おうちにかえろう
朔兄は、世間一般的に見て収入はいい方だと思う(あくまで予想だが)。
その割に、金の使い方が健全だ。
ケチとはまた違うけれど、とにかくまぁ無駄遣いをしない。
どんなに忙しくても、毎日自分で弁当作って持って行ってるし(なんなら俺らの分まで作ってくれるし)、スーパーの特売日は逃さないし(月末は俺らに負担が来るけど)、ガス電気水道の無駄使いは死んでも許してもらえないし(無駄使いが発覚したら飯抜きの刑だ)。
お前は主婦か、と突っ込みたくなる。
髪の毛だって、何かお洒落っぽくまとまってるけど天然もののウェーブだ。
とにかく、自分のことにお金を使うっていうイメージがない。
今日だって、タクシーくらい使えばいいのにと思うけど、恐らく奴の頭の中に“タクシー”という選択肢がまず生まれなかったのだろう。
その割に俺らの誕生日とかは張りきってくれるし…
もっと自分のことに金を使えばいいのに、と思うけれど、まぁ、それが朔兄という人間だから仕方ない。

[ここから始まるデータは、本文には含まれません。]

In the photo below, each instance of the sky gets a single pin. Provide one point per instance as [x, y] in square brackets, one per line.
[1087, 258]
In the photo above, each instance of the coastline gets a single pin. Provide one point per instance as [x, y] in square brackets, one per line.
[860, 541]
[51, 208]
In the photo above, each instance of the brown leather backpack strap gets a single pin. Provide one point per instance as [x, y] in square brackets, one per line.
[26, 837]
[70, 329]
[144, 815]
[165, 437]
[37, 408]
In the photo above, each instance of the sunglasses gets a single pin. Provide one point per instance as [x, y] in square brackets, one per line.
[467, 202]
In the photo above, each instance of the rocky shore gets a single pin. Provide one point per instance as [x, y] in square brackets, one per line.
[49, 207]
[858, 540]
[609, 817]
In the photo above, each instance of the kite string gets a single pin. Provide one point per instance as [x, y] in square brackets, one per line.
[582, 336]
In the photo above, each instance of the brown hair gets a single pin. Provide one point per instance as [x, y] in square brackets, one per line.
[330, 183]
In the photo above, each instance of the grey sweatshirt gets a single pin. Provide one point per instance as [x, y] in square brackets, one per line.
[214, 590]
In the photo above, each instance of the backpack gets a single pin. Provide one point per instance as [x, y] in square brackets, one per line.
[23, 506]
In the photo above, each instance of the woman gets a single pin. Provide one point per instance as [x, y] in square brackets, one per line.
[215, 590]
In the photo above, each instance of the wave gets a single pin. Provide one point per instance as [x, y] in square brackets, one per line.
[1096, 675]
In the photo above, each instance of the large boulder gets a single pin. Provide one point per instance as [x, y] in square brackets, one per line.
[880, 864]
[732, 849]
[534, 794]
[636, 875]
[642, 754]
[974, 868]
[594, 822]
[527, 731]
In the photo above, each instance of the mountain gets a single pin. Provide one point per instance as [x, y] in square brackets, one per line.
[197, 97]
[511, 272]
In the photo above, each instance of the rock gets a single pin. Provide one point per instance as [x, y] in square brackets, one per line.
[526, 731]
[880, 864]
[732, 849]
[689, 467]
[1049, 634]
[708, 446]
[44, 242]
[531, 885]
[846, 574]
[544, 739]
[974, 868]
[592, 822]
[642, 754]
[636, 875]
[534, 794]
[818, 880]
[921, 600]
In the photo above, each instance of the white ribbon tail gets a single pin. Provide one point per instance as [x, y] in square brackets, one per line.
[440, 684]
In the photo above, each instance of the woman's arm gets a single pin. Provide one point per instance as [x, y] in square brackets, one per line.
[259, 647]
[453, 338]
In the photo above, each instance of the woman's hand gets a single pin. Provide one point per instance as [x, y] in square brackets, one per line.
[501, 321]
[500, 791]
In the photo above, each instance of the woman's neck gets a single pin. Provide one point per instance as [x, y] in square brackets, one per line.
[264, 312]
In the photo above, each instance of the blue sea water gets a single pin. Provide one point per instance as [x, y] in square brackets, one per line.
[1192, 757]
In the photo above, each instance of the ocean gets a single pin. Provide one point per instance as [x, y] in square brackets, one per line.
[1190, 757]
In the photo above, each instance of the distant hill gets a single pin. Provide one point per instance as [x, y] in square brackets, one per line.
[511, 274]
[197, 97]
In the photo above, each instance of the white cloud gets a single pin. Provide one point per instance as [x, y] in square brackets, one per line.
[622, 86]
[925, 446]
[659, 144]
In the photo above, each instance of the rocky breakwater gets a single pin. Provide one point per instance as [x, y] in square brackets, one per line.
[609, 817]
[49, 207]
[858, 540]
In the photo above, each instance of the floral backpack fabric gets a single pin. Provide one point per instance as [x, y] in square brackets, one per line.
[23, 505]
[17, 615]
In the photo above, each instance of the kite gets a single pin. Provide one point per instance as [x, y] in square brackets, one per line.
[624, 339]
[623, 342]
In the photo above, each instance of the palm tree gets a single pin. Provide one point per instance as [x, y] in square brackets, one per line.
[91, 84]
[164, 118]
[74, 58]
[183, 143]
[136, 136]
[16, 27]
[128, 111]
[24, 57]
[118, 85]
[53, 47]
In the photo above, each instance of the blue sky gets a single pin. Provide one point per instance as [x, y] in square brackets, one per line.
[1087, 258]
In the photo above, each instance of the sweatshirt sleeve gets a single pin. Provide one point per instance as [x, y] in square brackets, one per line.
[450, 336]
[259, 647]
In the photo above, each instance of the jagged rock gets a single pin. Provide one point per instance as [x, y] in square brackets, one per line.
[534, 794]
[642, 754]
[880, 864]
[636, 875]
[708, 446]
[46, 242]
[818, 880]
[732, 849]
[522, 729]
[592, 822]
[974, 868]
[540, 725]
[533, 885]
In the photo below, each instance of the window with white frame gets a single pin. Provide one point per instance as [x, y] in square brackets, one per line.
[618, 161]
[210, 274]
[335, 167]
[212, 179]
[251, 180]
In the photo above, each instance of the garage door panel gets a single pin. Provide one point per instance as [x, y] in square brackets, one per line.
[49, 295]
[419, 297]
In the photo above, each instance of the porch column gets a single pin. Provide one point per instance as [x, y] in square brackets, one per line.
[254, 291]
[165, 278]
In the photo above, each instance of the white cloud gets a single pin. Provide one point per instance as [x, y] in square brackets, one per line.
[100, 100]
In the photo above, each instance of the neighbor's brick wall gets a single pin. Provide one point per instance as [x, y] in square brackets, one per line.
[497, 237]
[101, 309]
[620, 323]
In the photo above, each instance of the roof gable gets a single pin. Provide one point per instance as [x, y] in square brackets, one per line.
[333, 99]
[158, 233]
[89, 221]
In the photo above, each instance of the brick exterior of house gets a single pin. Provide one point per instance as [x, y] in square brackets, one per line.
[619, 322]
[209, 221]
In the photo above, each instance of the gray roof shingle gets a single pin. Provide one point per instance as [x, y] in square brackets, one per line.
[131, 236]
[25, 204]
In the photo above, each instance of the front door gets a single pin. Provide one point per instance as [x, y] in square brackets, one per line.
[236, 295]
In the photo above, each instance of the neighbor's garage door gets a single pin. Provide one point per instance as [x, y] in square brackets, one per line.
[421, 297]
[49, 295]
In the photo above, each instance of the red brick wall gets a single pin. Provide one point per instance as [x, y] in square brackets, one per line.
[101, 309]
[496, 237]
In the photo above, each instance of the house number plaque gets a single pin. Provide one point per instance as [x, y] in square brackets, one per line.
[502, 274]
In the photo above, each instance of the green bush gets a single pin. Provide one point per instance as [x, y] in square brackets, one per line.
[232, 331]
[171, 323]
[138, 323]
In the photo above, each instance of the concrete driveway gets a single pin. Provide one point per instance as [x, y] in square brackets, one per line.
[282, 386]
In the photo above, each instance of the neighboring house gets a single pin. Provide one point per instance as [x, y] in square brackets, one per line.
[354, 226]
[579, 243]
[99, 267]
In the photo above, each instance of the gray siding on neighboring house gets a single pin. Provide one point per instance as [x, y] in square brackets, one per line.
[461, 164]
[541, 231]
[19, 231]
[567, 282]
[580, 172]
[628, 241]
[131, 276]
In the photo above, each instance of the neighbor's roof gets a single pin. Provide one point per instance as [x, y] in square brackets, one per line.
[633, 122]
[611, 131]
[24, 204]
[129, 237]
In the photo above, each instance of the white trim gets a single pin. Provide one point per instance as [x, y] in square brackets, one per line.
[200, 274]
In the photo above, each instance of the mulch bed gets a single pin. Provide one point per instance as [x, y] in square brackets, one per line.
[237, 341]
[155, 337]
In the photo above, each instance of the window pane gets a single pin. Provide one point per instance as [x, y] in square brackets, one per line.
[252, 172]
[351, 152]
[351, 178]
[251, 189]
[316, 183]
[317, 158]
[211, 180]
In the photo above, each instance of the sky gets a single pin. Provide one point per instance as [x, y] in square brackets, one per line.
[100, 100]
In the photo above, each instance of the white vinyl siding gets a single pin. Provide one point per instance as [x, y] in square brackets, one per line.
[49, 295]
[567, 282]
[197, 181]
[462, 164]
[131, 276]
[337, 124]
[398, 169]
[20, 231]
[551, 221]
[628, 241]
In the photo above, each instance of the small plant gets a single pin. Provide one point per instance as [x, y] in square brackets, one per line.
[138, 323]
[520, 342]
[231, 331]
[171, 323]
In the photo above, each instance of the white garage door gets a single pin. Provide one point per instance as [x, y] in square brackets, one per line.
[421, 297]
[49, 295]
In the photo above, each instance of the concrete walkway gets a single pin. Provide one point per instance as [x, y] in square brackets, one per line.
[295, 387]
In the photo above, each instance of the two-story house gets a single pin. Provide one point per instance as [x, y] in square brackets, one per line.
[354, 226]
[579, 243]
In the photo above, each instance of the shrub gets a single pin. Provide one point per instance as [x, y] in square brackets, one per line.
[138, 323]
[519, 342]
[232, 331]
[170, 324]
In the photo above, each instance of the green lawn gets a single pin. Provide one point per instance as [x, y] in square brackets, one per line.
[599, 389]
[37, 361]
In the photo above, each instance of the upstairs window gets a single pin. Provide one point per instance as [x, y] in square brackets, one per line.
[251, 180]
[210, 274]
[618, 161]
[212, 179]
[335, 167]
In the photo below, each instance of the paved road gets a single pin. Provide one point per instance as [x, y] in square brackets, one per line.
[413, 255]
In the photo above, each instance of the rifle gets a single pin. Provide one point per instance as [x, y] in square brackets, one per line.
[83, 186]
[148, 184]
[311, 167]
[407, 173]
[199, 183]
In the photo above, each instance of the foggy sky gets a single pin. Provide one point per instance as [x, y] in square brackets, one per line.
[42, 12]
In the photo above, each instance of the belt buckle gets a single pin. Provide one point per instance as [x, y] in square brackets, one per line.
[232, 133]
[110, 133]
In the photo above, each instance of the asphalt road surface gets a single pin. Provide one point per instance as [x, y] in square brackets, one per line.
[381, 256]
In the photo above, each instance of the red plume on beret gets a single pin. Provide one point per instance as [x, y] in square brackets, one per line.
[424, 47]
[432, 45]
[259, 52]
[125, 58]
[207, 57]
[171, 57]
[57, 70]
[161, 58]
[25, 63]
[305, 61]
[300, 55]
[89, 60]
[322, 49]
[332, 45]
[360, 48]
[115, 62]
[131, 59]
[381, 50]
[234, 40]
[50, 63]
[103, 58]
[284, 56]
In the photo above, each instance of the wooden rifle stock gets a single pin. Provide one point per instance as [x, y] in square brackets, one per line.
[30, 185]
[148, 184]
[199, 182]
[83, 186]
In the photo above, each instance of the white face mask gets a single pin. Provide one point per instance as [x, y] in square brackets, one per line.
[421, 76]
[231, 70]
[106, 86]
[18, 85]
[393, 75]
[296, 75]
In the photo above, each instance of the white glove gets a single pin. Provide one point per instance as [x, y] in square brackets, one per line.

現に、俺は朔兄がこんなんだから、今日までやってこられた。
「電車乗るまでは降ってなかったんだけどなー…つーか終電乗れてよかったわ。今日帰れねーかと思った」
ふぅ、と息を吐いて顔を顰めた朔兄は明らかに疲れていて、そんな顔を見てしまったらさっきまでのイライラはどこかに行ってしまった。
毎日遅くまで働いてるんだ。
これくらい、水に流してやるか。
「月末じゃねーのに忙しいの?」
「いや、今日は取引先と中々連絡取れなくて色々滞ってた」
「ふーん」
そう答えると、「興味なさそうだなおい」と突っ込まれてしまった。
別に興味がなかったわけじゃなくて、そうとしか返せなかっただけだ。